The most poignant character of Larry Kramer’s incendiary The Normal Heart appears silently throughout the action: the growing count of AIDS victims. Character, perhaps, provides an insufficient descriptor, but the presence of this trail of death (41 as of 1981 to today’s count of 35 million) projected on the darkened set at intervals, permeates the play with the resonance of those lost. By the end of the show, the relentless of the disease takes over the front of the theater as the magnitude of the names overwhelms the audience.
Death may saturate this show, but it is the vividness of love and friendship, in all of its foibles, that provides the heart of the play. The story, based on the playwright’s early days as an AIDS activist, follows Ned Weeks (Joe Mantello) as he tries to grapple with a disease few want to address and no one understands. Although charismatic and intelligent, Week’s no-holds-barred passion for the cause alienates those unwilling to match his fervor. Mantello shows us this duality beautifully, overtaking the stage with magnetic earnestness as he first organizes his AIDS awareness group; later turning strident and angry, a performance full of frenetic gesticulations, as ideologies clash. “Of course, we have to tell people how to live,” he insists to his friends. Ned wants AIDS stopped at whatever expense. Others, more afraid of losing their jobs, their status, and other things, want to remain under the radar. For instance, Bruce Niles (Lee Pace), who sports the good looks of a Marlboro man, won’t go on Dan Rather to represent the group—an opportunity Ned can’t understand missing. Moments like this send Ned into hair-pulling diatribes as he continually attempts to seize every possible moment to publicize the viciousness of this worldwide plague. For him, there is only black and white.

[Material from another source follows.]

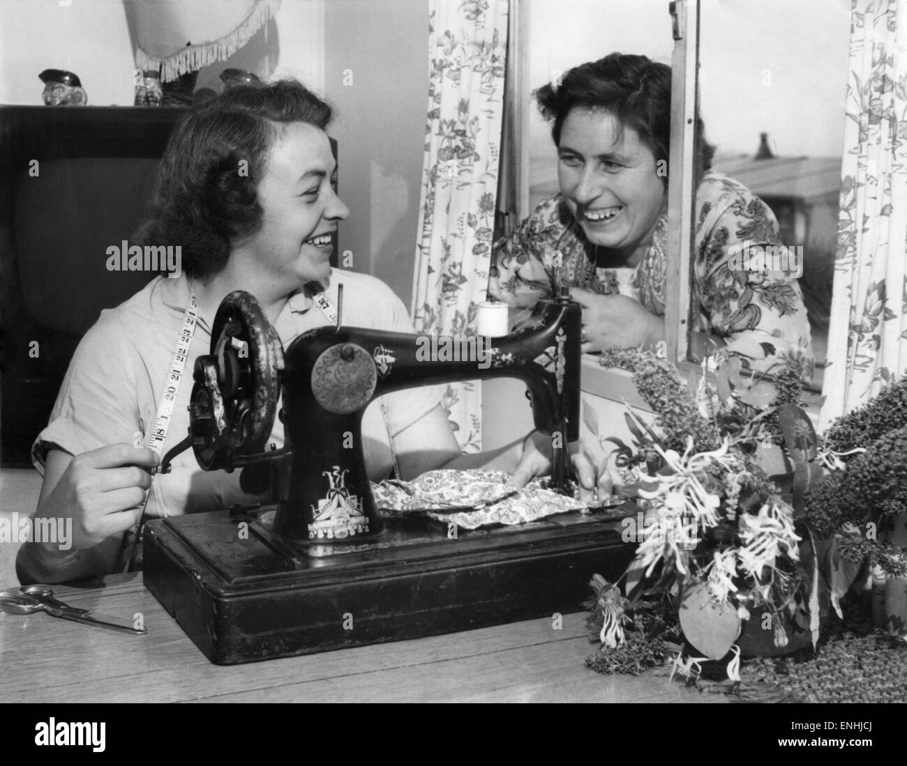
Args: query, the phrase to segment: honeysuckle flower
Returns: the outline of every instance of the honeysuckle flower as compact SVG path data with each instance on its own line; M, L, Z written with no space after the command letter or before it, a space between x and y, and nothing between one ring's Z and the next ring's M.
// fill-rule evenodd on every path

The polemic script has the potential to seem more lecture than story but it is the relationships that elevate this play into a visceral expose that leaves audience members crying at the end. There’s a real poignancy in the coupling of Felix Turner (John Benjamin Hickey) and Ned, from the awkward initial embraces to the fear of losing one another as the disease progresses. Ned’s brother, Ben (Mark Harelik), struggles with Ned’s homosexuality and as a consequence words never spoken aloud cloud their camaraderie—something that hurts both of them. Directed by George C. Wolfe and Joel Grey, who played Ned Weeks in the original version, the show contains the Broadway debuts of Jim Parsons (Sheldon on TV’s “The Big Bang Theory”) and movie actress Ellen Barkin, who plays the no-nonsense wheelchair-bound Dr. Emma Brookner with tart preciseness. Parson excels as well, bringing top-notch comic timing and an impish grin to Tommy Boatwright. The amazing set by David Rockwell offers a flexible landscape, moving from the bricklike texture of a hospital to the Venetian blinds of Ben Week’s law firm with a mere readjustment of light (designed by David Weiner). Near the end of the play, an audience of spectators join the main cast onstage, with characters such as Emma and Ben, sitting in shadow observing the action, a symbol of all those, perhaps, who merely watched themselves. The 12-week run ends July 10.